1.4. Безо, становящееся традицией… Болезнь отца. Домашнее обучение и православное говение
Сборы на дачу всегда начинались заблаговременно, они начинались с того, что мать составляла список вещей, которые нужно было взять с собой, и другой список – тех вещей и продуктов, которые нужно было купить для дачи. С этим списком потом посылался Петр Малафеев. В аптекарском магазине Герша на 1-й линии покупали мыло, зубной порошок, вату, бинты, мочалки и разные медикаменты. Петр приносил оттуда обыкновенно большую лучинную корзину всякой всячины. Из лабаза (торговля мукой и всякими крупами) привозили заколоченный ящик с крупчаткой и различными крупами, из чайного магазина – другой ящик – с сахарным песком и колотым сахаром. В магазине Ландрина[155]155
Магазин Ландрина — магазин кондитерской фабрики товарищества «Г. Ландрин» (ныне фабрика им. Н. К. Крупской). Имелась целая сеть таких магазинов.

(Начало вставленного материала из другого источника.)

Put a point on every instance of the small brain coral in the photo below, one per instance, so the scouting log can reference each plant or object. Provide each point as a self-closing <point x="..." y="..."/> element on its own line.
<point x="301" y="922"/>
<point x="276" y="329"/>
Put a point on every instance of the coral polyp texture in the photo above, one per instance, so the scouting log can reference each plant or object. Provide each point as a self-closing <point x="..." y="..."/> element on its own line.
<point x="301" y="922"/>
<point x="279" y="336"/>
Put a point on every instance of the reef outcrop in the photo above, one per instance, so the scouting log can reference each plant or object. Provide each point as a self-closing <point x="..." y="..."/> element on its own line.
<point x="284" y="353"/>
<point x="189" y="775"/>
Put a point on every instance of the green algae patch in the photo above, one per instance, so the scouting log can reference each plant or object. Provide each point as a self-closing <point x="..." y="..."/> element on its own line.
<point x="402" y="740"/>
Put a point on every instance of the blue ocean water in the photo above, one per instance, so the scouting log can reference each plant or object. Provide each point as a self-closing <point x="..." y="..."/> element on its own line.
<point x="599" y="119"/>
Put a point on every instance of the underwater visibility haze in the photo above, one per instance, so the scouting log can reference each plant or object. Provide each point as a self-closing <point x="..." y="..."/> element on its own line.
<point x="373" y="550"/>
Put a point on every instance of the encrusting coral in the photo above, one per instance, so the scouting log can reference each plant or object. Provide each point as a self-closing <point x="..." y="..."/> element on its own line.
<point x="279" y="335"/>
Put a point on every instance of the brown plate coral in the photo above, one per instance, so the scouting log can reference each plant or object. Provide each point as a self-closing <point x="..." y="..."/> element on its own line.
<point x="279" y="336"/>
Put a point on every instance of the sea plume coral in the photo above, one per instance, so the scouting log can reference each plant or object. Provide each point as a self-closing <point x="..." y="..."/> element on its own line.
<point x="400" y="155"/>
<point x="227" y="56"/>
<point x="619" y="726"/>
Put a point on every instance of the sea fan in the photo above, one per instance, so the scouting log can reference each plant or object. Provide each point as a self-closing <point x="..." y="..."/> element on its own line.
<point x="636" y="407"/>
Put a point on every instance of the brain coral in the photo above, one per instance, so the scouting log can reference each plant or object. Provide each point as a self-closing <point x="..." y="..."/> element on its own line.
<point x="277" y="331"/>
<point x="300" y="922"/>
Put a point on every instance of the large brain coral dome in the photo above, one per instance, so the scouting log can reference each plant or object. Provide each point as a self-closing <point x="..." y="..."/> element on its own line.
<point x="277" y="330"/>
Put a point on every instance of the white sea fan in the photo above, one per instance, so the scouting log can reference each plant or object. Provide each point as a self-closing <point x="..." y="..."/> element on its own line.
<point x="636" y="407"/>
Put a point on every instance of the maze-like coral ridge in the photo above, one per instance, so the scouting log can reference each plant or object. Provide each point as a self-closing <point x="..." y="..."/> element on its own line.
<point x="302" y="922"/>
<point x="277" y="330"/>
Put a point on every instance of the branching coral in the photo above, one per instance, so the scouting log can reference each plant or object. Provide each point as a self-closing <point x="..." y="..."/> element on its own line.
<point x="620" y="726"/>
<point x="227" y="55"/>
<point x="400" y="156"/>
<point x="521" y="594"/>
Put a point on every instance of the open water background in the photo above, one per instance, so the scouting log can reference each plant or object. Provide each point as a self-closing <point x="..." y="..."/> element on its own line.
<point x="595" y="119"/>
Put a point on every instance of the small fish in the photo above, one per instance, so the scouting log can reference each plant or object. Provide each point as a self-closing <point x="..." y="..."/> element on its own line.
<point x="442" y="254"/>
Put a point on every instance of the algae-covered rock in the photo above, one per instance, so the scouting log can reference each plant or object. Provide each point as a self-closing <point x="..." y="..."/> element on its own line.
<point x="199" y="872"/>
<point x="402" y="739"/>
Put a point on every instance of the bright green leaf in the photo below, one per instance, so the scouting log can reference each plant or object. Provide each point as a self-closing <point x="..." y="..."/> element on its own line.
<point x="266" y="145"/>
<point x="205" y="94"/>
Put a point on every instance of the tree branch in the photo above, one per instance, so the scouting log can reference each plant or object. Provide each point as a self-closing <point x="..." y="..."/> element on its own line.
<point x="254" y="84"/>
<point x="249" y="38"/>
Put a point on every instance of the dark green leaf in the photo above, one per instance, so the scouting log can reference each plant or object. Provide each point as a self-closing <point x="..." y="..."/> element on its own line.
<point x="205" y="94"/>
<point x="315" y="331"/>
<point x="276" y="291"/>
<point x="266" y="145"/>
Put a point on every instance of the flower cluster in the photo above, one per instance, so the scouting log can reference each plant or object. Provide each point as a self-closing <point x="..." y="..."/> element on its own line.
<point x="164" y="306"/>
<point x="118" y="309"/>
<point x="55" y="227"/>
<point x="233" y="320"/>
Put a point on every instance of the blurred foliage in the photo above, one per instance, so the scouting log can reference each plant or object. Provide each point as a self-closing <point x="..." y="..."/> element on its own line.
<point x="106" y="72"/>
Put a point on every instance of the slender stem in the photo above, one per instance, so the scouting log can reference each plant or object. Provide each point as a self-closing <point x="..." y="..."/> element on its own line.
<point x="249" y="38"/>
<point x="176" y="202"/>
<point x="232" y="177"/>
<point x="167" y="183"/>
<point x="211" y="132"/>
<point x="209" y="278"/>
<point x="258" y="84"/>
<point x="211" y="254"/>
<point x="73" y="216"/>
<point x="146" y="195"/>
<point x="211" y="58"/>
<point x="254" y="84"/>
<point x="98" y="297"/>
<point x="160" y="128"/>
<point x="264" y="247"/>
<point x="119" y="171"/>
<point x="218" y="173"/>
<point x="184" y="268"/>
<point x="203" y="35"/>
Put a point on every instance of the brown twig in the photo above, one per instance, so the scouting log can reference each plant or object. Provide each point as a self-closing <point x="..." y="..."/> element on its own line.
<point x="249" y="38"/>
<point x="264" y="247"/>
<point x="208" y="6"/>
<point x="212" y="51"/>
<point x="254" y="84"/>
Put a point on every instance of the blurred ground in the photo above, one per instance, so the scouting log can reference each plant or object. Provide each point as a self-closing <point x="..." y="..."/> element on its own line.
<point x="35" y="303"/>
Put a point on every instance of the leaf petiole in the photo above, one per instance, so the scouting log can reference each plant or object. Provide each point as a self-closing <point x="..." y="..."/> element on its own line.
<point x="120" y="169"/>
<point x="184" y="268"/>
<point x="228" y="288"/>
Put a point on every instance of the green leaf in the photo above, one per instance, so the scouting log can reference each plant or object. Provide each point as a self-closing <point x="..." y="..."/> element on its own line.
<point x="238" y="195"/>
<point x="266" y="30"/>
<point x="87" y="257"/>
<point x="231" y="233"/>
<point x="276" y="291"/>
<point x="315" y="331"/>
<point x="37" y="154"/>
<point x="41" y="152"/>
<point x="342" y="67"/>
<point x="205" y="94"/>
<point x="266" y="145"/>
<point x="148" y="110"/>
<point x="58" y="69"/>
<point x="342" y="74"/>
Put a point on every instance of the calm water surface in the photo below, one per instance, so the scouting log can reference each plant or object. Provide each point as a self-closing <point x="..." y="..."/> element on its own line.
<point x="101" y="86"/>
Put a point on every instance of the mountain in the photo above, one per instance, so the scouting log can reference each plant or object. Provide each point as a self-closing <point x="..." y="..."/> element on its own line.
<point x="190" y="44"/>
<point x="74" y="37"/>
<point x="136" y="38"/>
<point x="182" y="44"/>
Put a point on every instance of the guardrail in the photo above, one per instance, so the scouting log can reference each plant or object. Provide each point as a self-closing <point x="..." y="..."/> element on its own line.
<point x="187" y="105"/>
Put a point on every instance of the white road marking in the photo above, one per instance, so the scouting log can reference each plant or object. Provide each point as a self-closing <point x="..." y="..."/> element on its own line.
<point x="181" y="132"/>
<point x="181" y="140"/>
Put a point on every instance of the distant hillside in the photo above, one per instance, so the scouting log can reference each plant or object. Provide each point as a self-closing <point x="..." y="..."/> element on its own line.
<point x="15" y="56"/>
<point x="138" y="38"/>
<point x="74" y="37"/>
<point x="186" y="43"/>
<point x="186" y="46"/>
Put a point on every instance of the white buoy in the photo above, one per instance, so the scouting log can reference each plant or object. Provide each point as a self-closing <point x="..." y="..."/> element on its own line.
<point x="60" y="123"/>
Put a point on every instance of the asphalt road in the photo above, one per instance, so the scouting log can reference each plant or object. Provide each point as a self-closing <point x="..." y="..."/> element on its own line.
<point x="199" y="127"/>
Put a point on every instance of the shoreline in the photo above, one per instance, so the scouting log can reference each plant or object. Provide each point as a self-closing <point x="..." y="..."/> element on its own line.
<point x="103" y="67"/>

[Закрыть] покупали фруктовые леденцы в бумажках и большую жестяную коробку с монпансье. Несколько палок московской колбасы на все лето обеспечивали нас копченой колбасой. Когда все было закуплено, Петр приносил большой глубокий квадратный ящик из гладких толстых досок, в котором, вероятно, был запакован когда-то какой-нибудь прибор или реактивы, присланные из-за границы. Приносили мелких мягких стружек и несколько меньших ящиков для банок с вареньем. И тогда начиналась укладка. Укладывал все отец сам, мать подавала мне отобранные заранее вещи, а я их носила отцу и смотрела, как он артистически укладывает самые разнообразные вещи – мягкие и твердые, стеклянные и металлические, – причем никогда не случалось, чтобы он что-нибудь разбил или испортил, все доходило в полной сохранности. Он укладывал так, чтобы между вещами нигде не было ни малейшей пустоты, все было переложено стружками или мягкими вещами настолько плотно, что ни один предмет нельзя было сдвинуть с места. Наконец, все ящики уложены, на всех написано: «Верх, осторожно», Петр заколотил их и перевязал веревками, привел ломового извозчика, отвез их на Балтийский вокзал и отправил их малой скоростью, товарным поездом. День отъезда назначен, лошади Андреева заказаны, ответ получен, и мы едем опять в Безо, опять на дачу Вольмана, которую мы оставляем за собой. На этот раз в Безо поехали и Тищенко, хотя они и предпочитали свой Удрай нашему Безо, но этим летом захотели пожить на берегу моря. Андрей Евграфович и Ольга Владимировна с сыновьями попросили отца снять им дачу.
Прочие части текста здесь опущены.